In 18th-century Naples, Salvatore "Totò" Sapore, an unemployed minstrel, always manages to cheer up the hungry with his songs about good food. He seems to be the one reason for the typically happy and euphoric Neapolitan temperament, which upsets Vesuvia, a magma witch who lives inside the Vesuvius. The evil witch decides to provide the poor minstrel with everything he wants and suddenly takes it away from him, thus extinguishing the very last sparkle of joy in the city.
To reach her devious goal, Vesuvia sends her clumsy, wannabe-actor servant Vincenzone to Naples, where he dresses up as an American lawyer and gives Totò a fake inheritance consisting of nothing more than three old pots. Then he scares the horse of a beautiful French girl, Confiance, so it runs in the wrong direction, thus allowing the encounter between the pretty girl and Totò, who instantly falls in love with her.
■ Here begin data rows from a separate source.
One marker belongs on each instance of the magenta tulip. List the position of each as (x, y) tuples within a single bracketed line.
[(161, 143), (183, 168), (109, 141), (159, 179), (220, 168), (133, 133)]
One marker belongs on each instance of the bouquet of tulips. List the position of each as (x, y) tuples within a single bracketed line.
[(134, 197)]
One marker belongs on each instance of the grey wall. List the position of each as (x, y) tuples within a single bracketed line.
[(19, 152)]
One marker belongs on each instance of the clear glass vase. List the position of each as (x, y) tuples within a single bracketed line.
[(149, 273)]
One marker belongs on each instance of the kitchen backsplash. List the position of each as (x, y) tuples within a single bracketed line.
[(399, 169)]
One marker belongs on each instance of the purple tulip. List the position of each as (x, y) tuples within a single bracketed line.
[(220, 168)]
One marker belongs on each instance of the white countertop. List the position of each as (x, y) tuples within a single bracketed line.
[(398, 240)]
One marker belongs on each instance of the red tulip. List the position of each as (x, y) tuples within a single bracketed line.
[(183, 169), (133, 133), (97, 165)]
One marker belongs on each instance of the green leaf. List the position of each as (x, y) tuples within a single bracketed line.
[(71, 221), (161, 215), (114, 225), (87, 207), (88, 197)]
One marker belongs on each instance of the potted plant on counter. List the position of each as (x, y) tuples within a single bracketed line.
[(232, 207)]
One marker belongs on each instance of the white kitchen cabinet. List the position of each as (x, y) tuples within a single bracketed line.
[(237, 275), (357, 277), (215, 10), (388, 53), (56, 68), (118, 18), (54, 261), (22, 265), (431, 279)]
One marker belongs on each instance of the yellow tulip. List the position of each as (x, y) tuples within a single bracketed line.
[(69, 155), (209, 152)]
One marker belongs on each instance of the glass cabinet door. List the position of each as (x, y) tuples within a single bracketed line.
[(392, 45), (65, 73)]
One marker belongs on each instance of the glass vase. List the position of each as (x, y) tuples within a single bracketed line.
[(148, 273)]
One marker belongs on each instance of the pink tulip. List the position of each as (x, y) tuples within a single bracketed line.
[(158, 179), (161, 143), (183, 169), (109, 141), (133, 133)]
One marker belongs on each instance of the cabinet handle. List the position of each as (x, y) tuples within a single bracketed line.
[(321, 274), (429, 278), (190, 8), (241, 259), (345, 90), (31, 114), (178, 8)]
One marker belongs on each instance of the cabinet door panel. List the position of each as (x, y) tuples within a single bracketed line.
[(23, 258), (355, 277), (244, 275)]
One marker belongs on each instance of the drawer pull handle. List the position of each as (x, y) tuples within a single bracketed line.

The couple also saves a masked, hungry man called Pulcinella, who risked his life just to reach a nest of eggs on a cliff. After that, the girl is called by a man's voice and goes away in a rush, while Totò and Pulcinella stick together and start cooking the eggs, only to find out that the inherited pots are alive and magical. In fact, they can turn anything into a delicious meal.
Totò decides to use this magical gift to help the needy, but Vesuvia sees to it that he is hired at Court. There he meets Mestolon, a nasty French cook who also happens to be Confiance's stepfather. Mestolon is very jealous of Totò, so he teams up with Vincenzone and boycotts a feast for the French royal family, which ends in a declaration of war against the Kingdom of Naples. Pulcinella suggests that if the king and queen of France have declared war for a revolting luncheon, a nice meal will end the battle. So Totò, Pulcinella, Confiance, and the pots convince the people of Naples to enter Vesuvius and invent a new meal with the few ingredients they still have. After defeating Vesuvia, Vesuvius becomes nothing more than a huge, innocuous oven in which pizza is prepared for the very first time. After eating the first pizza in history, the king of France decides to end the war.
In the end, Totò and Confiance get married, as do Fefè and Scorfanette (the prince of Naples and the princess of France).